野菜の摂り方も、アルツハイマー病に関係していることがわかってきました。 ニンジン・カボチャ・ピーマン・ほうれん草・小松菜などの緑黄色野菜に多く含まれるβカロテンには、強力な抗酸化作用がある といわれています。自治医科大学・植木教授(当時)の調査によれば、アルツハイマー病になった人は、緑黄色野菜の摂取量が 不足していたとのことです。 オランダロッテルダムの研究では、55歳以上の人を6年間追跡しました。その結果、1日のビタミンEの摂取量が10.5mg以下の人の アルツハイマー発症頻度を1とすると15.5mg以上の人は0.57と半分程度だったのです。ビタミンCやビタミンEにも抗酸化作用があり、 老化を控え、ひいてはアルツハイマー病を抑制する作用があるとされています。 アルツハイマー病の人は、ビタミンの一種である葉酸も欠乏しているといわれています。 葉酸は、海藻・レバー・青菜・枝豆・モロヘイヤなどに多く含まれています。
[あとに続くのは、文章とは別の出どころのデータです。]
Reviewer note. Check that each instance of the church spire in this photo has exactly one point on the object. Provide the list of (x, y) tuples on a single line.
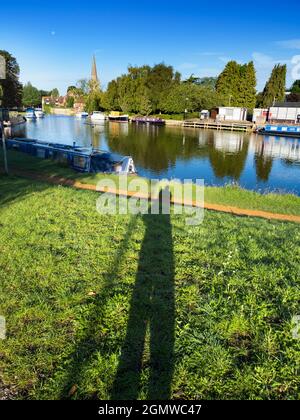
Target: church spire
[(94, 70)]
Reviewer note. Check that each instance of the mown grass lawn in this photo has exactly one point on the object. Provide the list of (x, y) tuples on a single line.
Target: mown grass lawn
[(101, 306), (229, 195)]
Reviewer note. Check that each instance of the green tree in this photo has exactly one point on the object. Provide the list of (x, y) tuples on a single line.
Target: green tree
[(111, 97), (237, 85), (83, 85), (93, 101), (31, 96), (275, 87), (54, 93), (12, 88), (145, 106), (70, 102), (190, 97), (228, 83), (296, 87)]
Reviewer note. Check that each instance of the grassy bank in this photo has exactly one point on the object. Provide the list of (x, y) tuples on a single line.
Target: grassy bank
[(229, 195), (102, 306)]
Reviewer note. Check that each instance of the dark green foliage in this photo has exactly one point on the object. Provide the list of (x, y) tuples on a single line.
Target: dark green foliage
[(296, 87), (142, 90), (202, 81), (12, 88), (54, 93), (70, 102), (237, 85), (190, 97), (31, 96), (274, 90)]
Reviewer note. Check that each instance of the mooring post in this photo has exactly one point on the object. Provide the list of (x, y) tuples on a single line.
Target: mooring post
[(4, 147)]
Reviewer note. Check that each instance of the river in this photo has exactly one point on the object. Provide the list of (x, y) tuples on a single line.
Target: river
[(255, 162)]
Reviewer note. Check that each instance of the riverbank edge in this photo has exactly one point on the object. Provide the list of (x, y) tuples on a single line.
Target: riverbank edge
[(229, 196), (236, 211)]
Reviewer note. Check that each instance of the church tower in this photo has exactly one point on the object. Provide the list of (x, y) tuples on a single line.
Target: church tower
[(94, 74)]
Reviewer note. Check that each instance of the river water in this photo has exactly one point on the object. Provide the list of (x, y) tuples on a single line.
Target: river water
[(255, 162)]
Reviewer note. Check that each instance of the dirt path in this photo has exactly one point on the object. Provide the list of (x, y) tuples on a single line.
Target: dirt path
[(208, 206)]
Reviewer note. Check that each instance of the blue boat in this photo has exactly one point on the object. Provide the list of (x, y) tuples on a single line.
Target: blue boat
[(282, 130), (81, 159)]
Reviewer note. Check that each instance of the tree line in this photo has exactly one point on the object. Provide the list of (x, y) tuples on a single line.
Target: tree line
[(158, 89)]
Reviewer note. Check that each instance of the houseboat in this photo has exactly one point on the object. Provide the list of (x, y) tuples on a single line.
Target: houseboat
[(280, 130), (39, 113), (30, 114), (118, 117), (98, 117), (81, 159), (82, 115), (148, 120)]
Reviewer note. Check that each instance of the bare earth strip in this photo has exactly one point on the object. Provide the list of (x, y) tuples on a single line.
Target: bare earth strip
[(208, 206)]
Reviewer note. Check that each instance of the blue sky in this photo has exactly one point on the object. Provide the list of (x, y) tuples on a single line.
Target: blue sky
[(54, 41)]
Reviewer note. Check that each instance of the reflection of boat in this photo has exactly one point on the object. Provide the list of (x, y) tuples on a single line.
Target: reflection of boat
[(30, 114), (81, 159), (82, 115), (118, 117), (148, 120), (281, 147), (39, 113), (283, 130), (97, 117)]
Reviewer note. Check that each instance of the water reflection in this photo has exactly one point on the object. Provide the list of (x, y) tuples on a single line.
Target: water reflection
[(253, 161)]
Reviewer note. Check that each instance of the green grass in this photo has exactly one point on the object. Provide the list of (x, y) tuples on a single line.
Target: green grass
[(229, 195), (101, 306)]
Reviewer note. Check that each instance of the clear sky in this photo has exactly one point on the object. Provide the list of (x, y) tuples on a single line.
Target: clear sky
[(54, 41)]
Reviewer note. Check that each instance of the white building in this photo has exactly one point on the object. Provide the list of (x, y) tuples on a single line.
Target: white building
[(285, 112), (230, 114)]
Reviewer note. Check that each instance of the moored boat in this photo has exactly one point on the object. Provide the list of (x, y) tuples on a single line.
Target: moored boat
[(82, 115), (98, 117), (81, 159), (30, 114), (280, 130), (148, 120), (39, 113), (118, 117)]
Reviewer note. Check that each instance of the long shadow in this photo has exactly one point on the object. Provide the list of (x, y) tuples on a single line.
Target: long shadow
[(152, 305), (88, 344)]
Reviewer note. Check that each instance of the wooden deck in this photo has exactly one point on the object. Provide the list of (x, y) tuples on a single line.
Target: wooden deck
[(221, 125)]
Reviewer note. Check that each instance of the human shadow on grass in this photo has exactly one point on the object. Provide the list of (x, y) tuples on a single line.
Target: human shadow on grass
[(89, 343), (152, 306)]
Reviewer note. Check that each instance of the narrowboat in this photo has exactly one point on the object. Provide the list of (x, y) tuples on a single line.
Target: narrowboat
[(39, 113), (30, 114), (81, 159), (98, 117), (280, 130), (82, 115), (148, 120), (118, 117)]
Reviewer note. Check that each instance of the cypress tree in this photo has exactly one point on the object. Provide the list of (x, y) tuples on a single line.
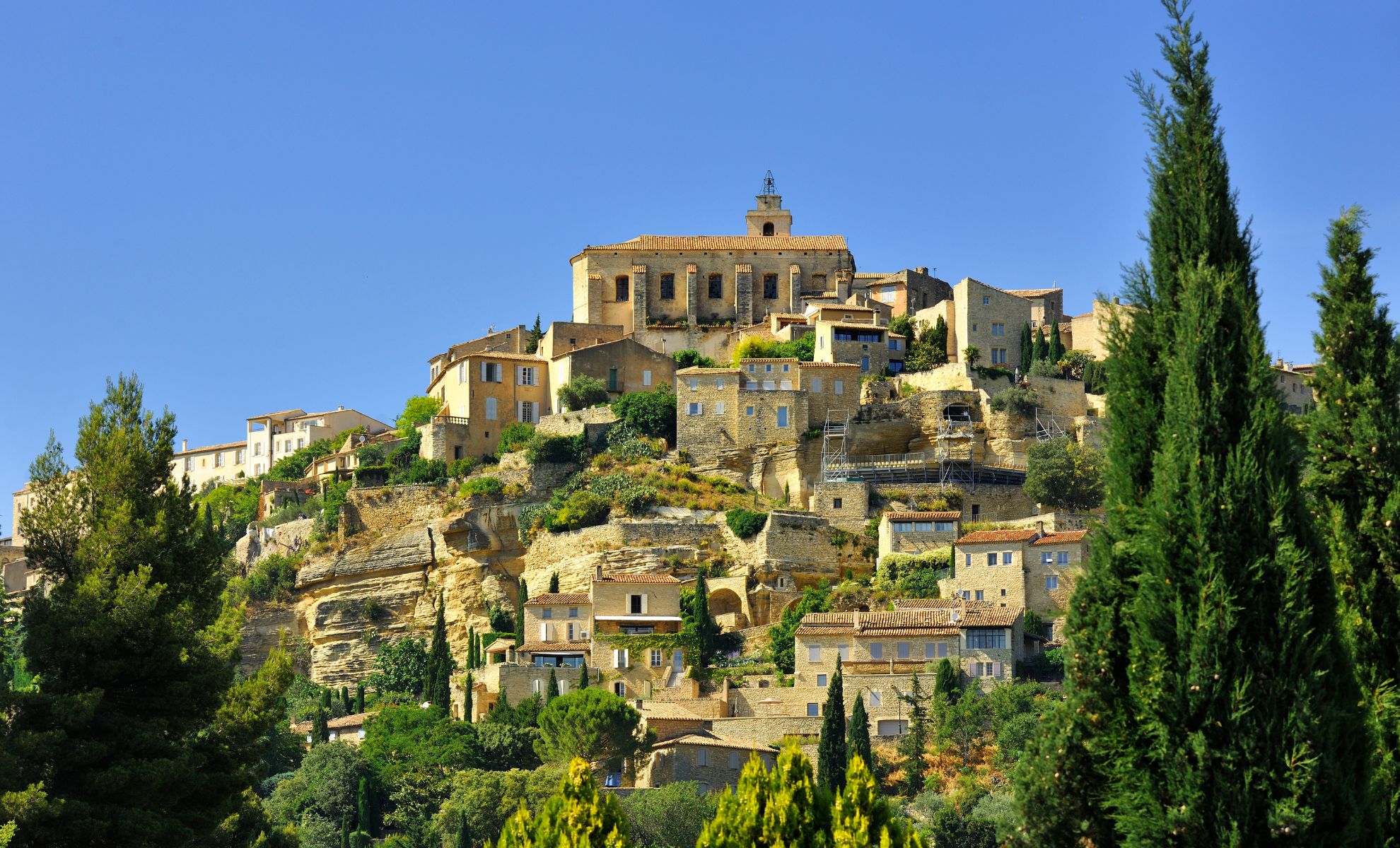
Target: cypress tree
[(1027, 348), (1206, 692), (831, 748), (916, 739), (1056, 352), (858, 734), (521, 596), (1354, 478)]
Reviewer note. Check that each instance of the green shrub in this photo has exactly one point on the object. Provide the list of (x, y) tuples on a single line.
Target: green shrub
[(745, 522), (580, 510), (461, 468), (514, 437), (1015, 401), (581, 392), (484, 486)]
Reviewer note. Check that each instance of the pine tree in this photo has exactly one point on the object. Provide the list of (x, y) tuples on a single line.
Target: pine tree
[(831, 748), (858, 734), (938, 341), (1354, 482), (521, 596), (861, 818), (574, 816), (1207, 697), (1056, 352), (1027, 349), (769, 809), (916, 739)]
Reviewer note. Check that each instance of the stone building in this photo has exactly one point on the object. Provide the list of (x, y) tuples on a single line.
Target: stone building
[(688, 282), (1020, 568), (711, 760), (917, 532), (210, 464), (276, 435), (1046, 305)]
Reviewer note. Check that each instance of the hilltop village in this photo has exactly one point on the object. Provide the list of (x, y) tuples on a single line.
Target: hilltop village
[(827, 465)]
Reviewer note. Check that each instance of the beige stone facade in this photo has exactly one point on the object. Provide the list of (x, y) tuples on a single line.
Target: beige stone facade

塩分の摂り過ぎも注意が必要です。過剰な塩分は血圧を上昇させるからです。よく知られているように、高血圧になると 血管に大きな負担がかかり、動脈硬化をさらに進行させてしまいます。 日本でも食事の欧米化が進み、肉中心・野菜不足・濃い味付けを好む人が世代を問わず増えました。 こうした食生活の変化もアルツハイマー病の発症率を引き上げる一因となっていると考えられます。